Many other factors quickly came to light as people started to blame the mortgage agencies such as Fannie Mae and Freddie Mac for the cause of the crisis as they wanted to privatise the company which would in return cause the whole housing market to collapse as they where the ones who guaranteed majority of the mortgages.

After the rapid decline of house prices in 2007, banks started to panic after realising they would suffer severe losses. This caused them to stop lending to each other. They didn’t want other banks to give them worthless mortgages as collateral, therefore causing interbank borrowing costs to increase. The Federal Reserve began acting as they pumped liquidity into the banking system via the Term Auction Facility, but it hardly had a positive impact.

financial and housing crisis in uk 2008

As with any financial crisis, there is consequences, and this is known as the cost of the crisis. The United Kingdom was impacted far more than most other countries. This was because the economy had to rely on financial services, real estate, and retail sales for growth. Soon to be broken due to the risky credit borrowing and lending bubble which burst in 2008. These industries were hit hardest by the financial crisis which caused a rapid decrease in housing prices and the drying up of credit sources. This in return would cause the UK economy to have many long-term consequences. Reports concluded the argument that the UK economy relied too much on the service industries.

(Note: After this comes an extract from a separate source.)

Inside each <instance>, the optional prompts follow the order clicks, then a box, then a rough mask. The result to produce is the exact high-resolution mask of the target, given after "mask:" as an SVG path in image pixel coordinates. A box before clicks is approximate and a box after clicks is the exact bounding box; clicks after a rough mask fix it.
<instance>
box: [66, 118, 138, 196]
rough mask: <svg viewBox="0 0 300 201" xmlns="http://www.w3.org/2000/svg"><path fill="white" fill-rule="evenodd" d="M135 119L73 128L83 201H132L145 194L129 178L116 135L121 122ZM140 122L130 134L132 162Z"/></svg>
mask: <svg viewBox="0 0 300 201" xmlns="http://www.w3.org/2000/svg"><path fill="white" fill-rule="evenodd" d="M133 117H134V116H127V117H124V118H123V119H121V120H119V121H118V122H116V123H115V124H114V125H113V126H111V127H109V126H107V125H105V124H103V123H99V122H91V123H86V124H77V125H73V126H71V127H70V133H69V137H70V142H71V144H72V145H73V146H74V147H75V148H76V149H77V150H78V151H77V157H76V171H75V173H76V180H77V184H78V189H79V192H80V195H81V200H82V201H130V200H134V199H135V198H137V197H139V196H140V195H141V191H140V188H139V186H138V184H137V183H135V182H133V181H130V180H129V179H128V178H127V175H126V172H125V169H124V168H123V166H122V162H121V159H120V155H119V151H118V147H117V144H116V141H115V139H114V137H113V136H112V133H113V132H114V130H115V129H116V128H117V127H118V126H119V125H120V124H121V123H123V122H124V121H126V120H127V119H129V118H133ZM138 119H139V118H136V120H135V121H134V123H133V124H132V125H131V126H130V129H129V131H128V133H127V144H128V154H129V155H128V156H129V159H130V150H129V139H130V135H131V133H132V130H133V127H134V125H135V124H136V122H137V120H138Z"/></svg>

Following the cutbacks in housing and retail sales, the unemployment rate rocketed due to widespread redundancies. This only made the impact of the crisis far worse on the UK economy. With companies going bust and the unemployed looking for jobs, there was a drop in tax revenue which meant the government had to cut public spending meaning they were unable to boost the economy by investing in public services. The downfall only continued as the GDP fell for a fourth consecutive quarter at the end of 2008.  By November 2008, house prices had fallen by 10.5%.  Inflation was at its highest.

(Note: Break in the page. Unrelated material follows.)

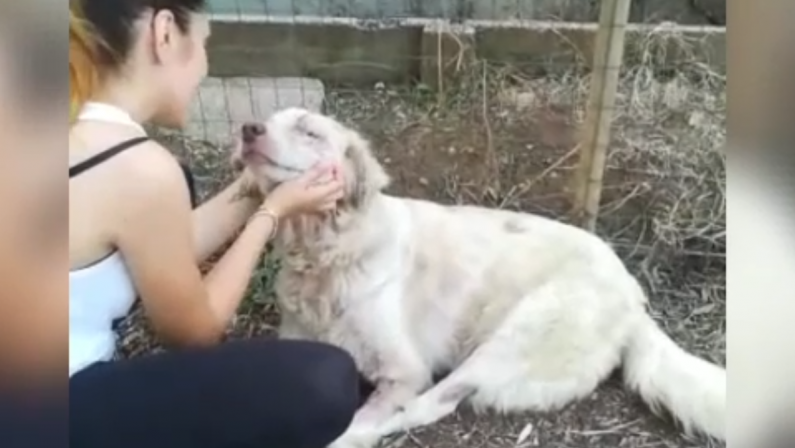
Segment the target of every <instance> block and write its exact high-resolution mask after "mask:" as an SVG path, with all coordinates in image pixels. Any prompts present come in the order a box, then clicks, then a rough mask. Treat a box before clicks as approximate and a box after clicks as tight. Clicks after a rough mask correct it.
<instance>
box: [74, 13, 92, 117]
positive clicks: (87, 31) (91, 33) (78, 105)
mask: <svg viewBox="0 0 795 448" xmlns="http://www.w3.org/2000/svg"><path fill="white" fill-rule="evenodd" d="M78 3H79V1H71V0H70V2H69V122H70V123H72V122H74V120H75V118H76V116H77V113H78V112H79V111H80V108H81V107H83V104H84V103H85V102H86V101H88V100H89V99H90V97H91V96H93V95H94V94H95V93H96V89H97V84H98V83H99V66H98V64H97V60H96V50H97V44H98V42H97V40H96V36H95V35H94V34H93V30H92V29H91V27H90V26H89V24H88V22H87V21H86V20H85V19H84V18H82V17H81V16H82V11H81V8H80V6H79V5H78Z"/></svg>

The consequences of the 2008 financial crisis can still be seen today in the mortgage industry. Mortgages are harder to secure with banks only lending to those who can afford it with good credit unlike in 2008 when mortgage loans were given to anybody completely disregarding whether they have the financial capabilities of paying back that loan. It was essentially a lesson for the banks as to what needs to be considered to make sure something like the 2008 disaster never happens again. Banks are now more sophisticated when it comes to giving out mortgages which is a key change in the way they lend money to people. An example would be requiring higher deposits. The loan default risk is now 2.3% compared to over 16% in 2006.

Often it is argued whether the housing market could come crashing down again like in the past, but it is also believed that it can not be possible due to some factors. A key factor being that the demand for housing in the UK is at its peak especially in London. With this and the ever-growing population in the UK, there will always be someone willing to pay the price for a property therefore a downfall in housing prices seems out of the picture.

Evolution of mortgages IN uk

On the other hand, a increase which has been happening for the past decade could carry on in its upward trend making the market increase. This can be further argued by the fact that a housing crisis means that more houses need to be built for more people.

Furthermore, if the market was ever to be affected again, it is almost guaranteed that government intervention and scheme would come into effect in order to save the housing market. This is why I believe that the housing market will not go back to how it was during the 2008 financial crisis.